Fact: Over-sizing an AC system can be just as bad as under-sizing it. For the most efficient and effective home cooling, an air conditioner should be sized to match the cooling load of your home. One that’s too big will
- short cycle (run in frequent short bursts), which wastes energy (the most energy is expended when the blower initially kicks on),
- deliver uneven cooling and
- stress the equipment.
Meanwhile, an undersized air conditioner will struggle to adequately cool your home.
A competent and qualified HVAC company in Cincinnati (or wherever you happen to live) will conduct a cooling-load calculation before they recommend a new AC for your home. Consult an experienced and reputable AC installation company for a recommendation you can trust.
Myth: You can obtain quicker cooling in a hot house by setting the thermostat much lower than you really need.
Fact: Your AC isn’t going to arrive at the desired temperature any quicker this way, and setting an unnaturally low thermostat temperature could damage your equipment, especially if you forget you set it that low and don’t change it back.

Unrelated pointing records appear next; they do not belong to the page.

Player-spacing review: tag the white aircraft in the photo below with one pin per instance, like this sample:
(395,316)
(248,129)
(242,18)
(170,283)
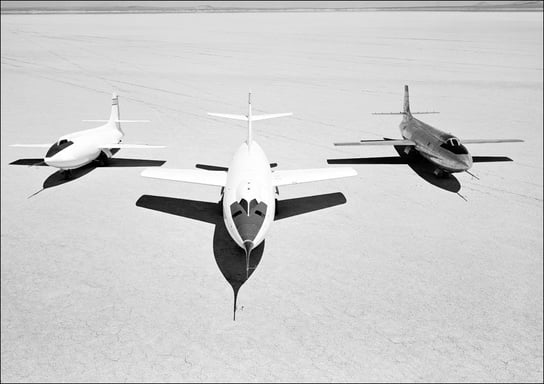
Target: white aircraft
(78,149)
(248,185)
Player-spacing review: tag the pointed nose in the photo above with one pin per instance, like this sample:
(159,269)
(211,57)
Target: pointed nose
(466,163)
(248,246)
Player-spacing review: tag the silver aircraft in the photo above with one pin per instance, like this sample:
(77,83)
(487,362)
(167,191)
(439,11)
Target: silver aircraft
(445,151)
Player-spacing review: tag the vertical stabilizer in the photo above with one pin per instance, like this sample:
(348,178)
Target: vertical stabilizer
(249,118)
(406,104)
(115,114)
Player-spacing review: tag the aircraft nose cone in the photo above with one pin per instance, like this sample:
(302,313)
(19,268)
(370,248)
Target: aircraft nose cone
(58,160)
(467,163)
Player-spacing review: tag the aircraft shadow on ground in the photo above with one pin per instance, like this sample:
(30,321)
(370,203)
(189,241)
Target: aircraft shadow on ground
(420,165)
(230,258)
(59,177)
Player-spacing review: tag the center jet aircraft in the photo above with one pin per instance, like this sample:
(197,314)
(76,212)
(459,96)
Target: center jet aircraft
(75,150)
(446,152)
(248,185)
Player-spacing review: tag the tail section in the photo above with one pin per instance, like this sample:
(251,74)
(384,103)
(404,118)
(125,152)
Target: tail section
(115,116)
(406,104)
(249,118)
(405,108)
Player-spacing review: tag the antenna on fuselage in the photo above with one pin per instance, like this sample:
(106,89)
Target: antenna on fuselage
(249,118)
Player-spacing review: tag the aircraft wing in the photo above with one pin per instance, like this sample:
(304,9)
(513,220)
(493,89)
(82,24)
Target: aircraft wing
(486,141)
(298,176)
(378,142)
(188,176)
(32,145)
(130,146)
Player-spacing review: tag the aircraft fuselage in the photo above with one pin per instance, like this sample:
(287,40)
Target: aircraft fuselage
(81,148)
(248,199)
(442,149)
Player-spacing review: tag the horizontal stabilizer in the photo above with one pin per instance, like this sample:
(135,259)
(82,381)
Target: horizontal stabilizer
(489,159)
(270,116)
(118,121)
(369,160)
(219,168)
(130,146)
(31,145)
(298,176)
(490,141)
(379,142)
(229,116)
(188,176)
(211,167)
(404,113)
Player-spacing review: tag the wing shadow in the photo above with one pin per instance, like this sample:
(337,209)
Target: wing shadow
(61,177)
(421,166)
(116,162)
(298,206)
(230,258)
(425,170)
(30,162)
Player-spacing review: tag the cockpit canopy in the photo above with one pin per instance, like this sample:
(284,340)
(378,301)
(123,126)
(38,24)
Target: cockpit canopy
(453,144)
(58,146)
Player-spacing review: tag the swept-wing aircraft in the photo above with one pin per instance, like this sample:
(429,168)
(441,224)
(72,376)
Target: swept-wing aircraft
(248,186)
(76,150)
(446,152)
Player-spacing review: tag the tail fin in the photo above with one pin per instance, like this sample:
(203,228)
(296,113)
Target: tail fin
(249,118)
(406,103)
(115,114)
(405,107)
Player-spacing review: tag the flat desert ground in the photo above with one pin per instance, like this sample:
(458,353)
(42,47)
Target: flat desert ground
(404,282)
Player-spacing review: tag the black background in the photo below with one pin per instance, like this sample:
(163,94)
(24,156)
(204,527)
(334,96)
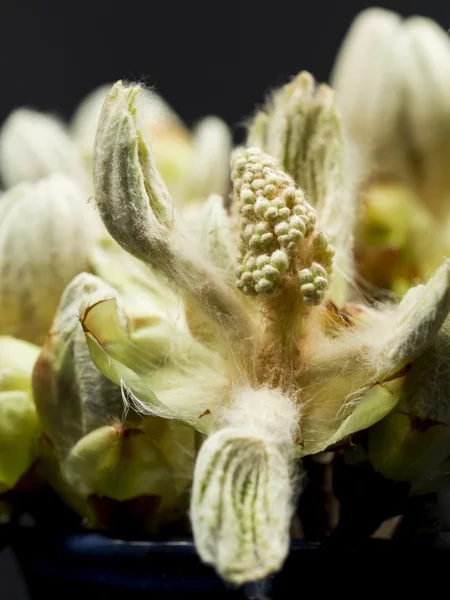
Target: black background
(216,57)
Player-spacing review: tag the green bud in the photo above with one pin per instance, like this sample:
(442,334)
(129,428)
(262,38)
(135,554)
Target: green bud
(19,427)
(46,232)
(33,146)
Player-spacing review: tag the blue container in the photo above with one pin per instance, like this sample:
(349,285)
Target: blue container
(68,566)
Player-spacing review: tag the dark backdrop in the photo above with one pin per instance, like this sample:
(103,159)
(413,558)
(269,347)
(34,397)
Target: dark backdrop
(204,57)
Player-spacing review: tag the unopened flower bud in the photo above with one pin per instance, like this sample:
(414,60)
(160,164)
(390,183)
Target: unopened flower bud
(19,427)
(46,233)
(34,145)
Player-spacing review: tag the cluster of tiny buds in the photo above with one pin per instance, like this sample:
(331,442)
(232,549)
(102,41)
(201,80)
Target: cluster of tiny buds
(275,220)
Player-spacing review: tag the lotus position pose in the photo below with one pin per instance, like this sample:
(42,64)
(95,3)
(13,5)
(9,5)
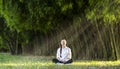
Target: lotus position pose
(64,54)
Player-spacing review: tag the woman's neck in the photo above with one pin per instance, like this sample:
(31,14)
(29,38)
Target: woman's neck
(64,46)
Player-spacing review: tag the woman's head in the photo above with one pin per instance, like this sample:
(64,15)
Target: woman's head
(63,42)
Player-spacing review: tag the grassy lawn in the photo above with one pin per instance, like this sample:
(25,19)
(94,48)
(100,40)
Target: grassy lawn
(8,61)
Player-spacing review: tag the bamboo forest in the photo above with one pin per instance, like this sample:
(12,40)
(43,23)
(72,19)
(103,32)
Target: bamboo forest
(32,30)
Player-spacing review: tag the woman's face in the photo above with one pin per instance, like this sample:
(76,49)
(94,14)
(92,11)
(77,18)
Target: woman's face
(63,42)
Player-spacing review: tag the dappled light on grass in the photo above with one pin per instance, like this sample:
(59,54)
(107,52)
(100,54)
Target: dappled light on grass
(42,62)
(77,63)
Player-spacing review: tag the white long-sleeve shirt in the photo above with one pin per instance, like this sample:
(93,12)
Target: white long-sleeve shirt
(65,54)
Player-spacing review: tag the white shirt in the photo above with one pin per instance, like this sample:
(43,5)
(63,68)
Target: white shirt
(65,55)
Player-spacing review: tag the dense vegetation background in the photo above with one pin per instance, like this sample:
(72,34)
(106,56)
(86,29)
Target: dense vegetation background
(91,27)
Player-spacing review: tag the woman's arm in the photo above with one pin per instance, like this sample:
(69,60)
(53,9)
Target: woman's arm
(58,54)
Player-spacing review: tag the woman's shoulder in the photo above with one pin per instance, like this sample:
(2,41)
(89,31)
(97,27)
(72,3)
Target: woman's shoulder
(68,48)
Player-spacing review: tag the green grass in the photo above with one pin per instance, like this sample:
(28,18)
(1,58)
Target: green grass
(8,61)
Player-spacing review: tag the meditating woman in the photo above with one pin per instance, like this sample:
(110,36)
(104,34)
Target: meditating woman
(64,54)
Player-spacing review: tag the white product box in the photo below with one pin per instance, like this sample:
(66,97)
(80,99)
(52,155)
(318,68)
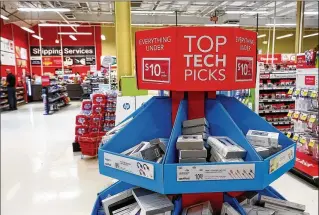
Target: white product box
(262,138)
(152,203)
(204,208)
(283,203)
(189,142)
(195,122)
(226,147)
(227,209)
(193,153)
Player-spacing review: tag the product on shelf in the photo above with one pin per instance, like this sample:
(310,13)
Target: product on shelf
(204,208)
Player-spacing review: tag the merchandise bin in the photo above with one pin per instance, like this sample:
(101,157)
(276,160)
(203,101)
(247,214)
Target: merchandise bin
(277,164)
(152,120)
(268,191)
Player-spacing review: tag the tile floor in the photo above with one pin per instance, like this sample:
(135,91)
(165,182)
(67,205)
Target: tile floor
(40,174)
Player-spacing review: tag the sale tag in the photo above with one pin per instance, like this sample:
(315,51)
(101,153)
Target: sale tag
(296,137)
(244,68)
(290,112)
(303,117)
(156,70)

This is particularly hazardous during excessively warm weather. Most AC systems aren’t designed to bridge the difference between 95 and 62 degrees for an extended period, and you’ll end up with a broken AC system if you allow that to happen.
Which Other AC Truths Do You Already Know?
Myth: Your air conditioner’s only function is home cooling.
Fact: In addition to cooling, a properly operating air conditioner should remove moisture from interior air, making the home feel more comfortable, eliminating condensation on cooled surfaces and reducing the spread of mold and mildew. If your AC isn’t reducing humidity, you should get it checked by a reputable HVAC professional.
Myth: Leaving your AC running all day in an empty house will save more energy than turning it off in the morning and then turning it back on when you get home.
Fact: Unless you have a reason for maintaining a moderately cool home when you’re away all day (such as pets that are home all day), turn off the AC on mildly warm days – or on hotter days, leave it on, but with the temperature setting turned up several degrees – before you leave and then adjust the setting when you get home.
For an even better result, a programmable thermostat will allow you to set temperature changes ahead of time, so the house is comfortably cool when you’re expected to return, but you aren’t wasting energy cooling an empty house all day long.